Steel No. No. 23 cannot sufficiently reduce the martensite hardness because the C content is too high, the elongation is lowered, and the balance between elongation and stretch flangeability is inferior.

Claims (4)

% By mass (hereinafter the same for chemical components)
C: 0.03 to 0.30%,
Si: 0.1 to 3.0%,
Mn: 0.1 to 5.0%,
P: 0.1% or less,
S: 0.1% or less,
N: 0.01% or less,
Al: 0.01 to 1.00%
And the remainder has a component composition consisting of iron and inevitable impurities,
A tempered martensite having a hardness of more than 380 and not more than 450 Hv includes an area ratio of 70% or more (including 100%), and the balance has a structure made of ferrite,
The distribution state of cementite particles in the tempered martensite is
The cementite particles having an equivalent circle diameter of 0.02 μm or more and less than 0.1 μm are 20 or more per 1 μm ^{2 of the} tempered martensite,
A cementite particle having an equivalent circle diameter of 0.1 μm or more is 1.5 or less per 1 μm ^{2 of the} tempered martensite. A high-strength cold-rolled steel sheet having an excellent balance between elongation and stretch flangeability.

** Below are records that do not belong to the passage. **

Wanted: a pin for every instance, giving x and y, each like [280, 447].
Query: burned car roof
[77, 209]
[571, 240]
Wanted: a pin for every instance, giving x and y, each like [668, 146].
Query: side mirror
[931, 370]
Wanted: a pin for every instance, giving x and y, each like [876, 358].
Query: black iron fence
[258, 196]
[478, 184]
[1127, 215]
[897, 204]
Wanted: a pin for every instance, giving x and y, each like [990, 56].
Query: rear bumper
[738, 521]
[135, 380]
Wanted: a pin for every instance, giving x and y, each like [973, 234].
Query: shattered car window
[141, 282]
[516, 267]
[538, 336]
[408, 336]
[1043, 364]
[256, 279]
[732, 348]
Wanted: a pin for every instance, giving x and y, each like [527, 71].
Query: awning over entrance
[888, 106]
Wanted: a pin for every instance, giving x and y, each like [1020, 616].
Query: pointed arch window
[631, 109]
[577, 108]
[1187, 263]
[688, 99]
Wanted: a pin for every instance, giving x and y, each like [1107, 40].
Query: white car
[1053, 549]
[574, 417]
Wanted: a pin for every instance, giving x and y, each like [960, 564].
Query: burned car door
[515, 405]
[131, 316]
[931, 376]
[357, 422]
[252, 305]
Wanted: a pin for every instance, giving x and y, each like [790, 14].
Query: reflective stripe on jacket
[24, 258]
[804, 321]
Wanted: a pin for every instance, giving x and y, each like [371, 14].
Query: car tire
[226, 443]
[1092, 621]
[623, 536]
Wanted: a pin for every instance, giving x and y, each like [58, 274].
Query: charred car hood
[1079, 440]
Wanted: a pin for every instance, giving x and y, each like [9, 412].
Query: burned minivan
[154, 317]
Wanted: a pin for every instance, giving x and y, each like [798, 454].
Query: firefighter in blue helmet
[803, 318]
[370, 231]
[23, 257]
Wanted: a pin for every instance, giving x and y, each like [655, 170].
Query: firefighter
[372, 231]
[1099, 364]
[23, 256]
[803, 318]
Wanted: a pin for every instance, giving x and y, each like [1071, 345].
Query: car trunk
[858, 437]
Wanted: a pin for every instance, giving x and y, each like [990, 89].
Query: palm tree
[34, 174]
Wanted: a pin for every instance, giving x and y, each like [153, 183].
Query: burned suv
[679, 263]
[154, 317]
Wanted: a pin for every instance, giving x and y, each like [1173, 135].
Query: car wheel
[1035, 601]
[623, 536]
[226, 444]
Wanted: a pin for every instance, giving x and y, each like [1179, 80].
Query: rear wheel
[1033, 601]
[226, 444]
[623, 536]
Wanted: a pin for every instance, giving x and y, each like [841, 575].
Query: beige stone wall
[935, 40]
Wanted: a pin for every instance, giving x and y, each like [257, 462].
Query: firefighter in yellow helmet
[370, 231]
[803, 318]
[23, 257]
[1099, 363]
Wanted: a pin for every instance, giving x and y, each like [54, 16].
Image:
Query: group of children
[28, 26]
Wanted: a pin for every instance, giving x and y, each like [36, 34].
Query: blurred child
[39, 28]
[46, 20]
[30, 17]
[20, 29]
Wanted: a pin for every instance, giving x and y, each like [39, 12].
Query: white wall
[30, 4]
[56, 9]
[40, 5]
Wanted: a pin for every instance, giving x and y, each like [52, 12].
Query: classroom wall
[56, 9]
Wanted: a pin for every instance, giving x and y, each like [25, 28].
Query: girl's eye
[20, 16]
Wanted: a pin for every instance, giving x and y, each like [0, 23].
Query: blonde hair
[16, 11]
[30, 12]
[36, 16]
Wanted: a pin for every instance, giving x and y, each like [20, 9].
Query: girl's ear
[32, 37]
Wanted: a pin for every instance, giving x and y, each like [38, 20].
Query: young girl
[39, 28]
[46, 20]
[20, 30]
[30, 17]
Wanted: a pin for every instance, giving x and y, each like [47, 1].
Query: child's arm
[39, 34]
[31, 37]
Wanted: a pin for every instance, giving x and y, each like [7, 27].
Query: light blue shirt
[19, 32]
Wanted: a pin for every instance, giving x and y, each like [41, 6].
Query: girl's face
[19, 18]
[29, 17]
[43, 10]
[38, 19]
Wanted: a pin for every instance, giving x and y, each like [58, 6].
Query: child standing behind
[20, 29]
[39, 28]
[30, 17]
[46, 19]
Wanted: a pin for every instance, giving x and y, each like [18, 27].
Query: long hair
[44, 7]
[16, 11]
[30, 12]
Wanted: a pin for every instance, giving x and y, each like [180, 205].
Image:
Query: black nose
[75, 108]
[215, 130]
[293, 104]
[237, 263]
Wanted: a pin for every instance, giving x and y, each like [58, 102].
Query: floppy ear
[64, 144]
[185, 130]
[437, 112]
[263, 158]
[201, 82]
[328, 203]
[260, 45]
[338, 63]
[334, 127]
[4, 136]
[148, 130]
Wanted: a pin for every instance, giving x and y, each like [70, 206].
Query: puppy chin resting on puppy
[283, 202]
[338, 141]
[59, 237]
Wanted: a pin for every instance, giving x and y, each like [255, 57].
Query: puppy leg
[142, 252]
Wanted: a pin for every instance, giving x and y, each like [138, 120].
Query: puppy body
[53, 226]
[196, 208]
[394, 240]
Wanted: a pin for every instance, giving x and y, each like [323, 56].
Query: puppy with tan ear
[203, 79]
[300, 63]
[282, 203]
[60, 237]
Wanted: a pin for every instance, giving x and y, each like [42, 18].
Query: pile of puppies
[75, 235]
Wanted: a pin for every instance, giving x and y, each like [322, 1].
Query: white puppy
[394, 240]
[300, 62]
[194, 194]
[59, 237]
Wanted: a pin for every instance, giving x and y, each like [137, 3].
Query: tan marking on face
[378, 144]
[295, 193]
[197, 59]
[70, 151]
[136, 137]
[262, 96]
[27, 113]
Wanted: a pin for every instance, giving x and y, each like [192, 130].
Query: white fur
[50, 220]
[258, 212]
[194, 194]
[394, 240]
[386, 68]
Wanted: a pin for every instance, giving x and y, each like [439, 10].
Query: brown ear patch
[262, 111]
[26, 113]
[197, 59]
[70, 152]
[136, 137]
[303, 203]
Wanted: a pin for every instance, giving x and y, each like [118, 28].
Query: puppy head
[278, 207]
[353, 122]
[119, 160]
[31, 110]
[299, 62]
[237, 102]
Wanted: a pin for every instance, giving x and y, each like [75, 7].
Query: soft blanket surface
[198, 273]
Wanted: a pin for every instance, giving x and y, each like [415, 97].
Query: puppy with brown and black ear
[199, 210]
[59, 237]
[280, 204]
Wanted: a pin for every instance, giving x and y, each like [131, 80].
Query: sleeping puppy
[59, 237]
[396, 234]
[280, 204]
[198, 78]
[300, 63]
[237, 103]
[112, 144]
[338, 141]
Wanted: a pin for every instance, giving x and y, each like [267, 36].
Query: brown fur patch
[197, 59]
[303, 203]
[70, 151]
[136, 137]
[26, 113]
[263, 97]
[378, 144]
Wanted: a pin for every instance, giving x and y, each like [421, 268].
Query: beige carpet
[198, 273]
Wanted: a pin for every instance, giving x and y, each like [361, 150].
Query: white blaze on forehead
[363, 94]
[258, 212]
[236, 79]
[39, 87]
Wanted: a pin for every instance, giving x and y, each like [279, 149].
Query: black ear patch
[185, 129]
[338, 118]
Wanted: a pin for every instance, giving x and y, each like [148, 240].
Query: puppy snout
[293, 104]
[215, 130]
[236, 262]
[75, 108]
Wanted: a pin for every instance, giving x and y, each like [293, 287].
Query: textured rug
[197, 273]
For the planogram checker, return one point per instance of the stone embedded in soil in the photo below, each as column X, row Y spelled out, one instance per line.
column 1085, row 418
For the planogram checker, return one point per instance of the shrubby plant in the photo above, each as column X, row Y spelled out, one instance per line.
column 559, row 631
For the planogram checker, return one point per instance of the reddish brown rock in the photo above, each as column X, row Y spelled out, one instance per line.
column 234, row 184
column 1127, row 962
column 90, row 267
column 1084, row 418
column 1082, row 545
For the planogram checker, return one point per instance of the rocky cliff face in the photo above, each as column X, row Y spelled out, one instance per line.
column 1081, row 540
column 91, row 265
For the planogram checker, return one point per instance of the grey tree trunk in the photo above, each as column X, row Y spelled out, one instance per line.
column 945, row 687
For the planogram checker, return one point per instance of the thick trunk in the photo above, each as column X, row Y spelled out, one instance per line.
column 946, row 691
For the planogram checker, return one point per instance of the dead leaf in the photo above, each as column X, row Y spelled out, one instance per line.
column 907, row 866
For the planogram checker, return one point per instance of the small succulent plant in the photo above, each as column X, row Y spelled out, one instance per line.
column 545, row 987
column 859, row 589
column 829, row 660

Ingredient composition further
Cr: 0.01-1.0% and / or Mo: 0.01-1.0%
The high-strength cold-rolled steel sheet having an excellent balance between elongation and stretch flangeability according to claim 1. Ingredient composition further
Cu: 0.05-1.0% and / or Ni: 0.05-1.0%
The high-strength cold-rolled steel sheet having an excellent balance between elongation and stretch flangeability according to claim 1 or 2. Furthermore,
Ca: 0.0005 to 0.01% and / or Mg: 0.0005 to 0.01%
The high-strength cold-rolled steel sheet excellent in the balance of elongation and stretch flangeability according to any one of claims 1 to 3.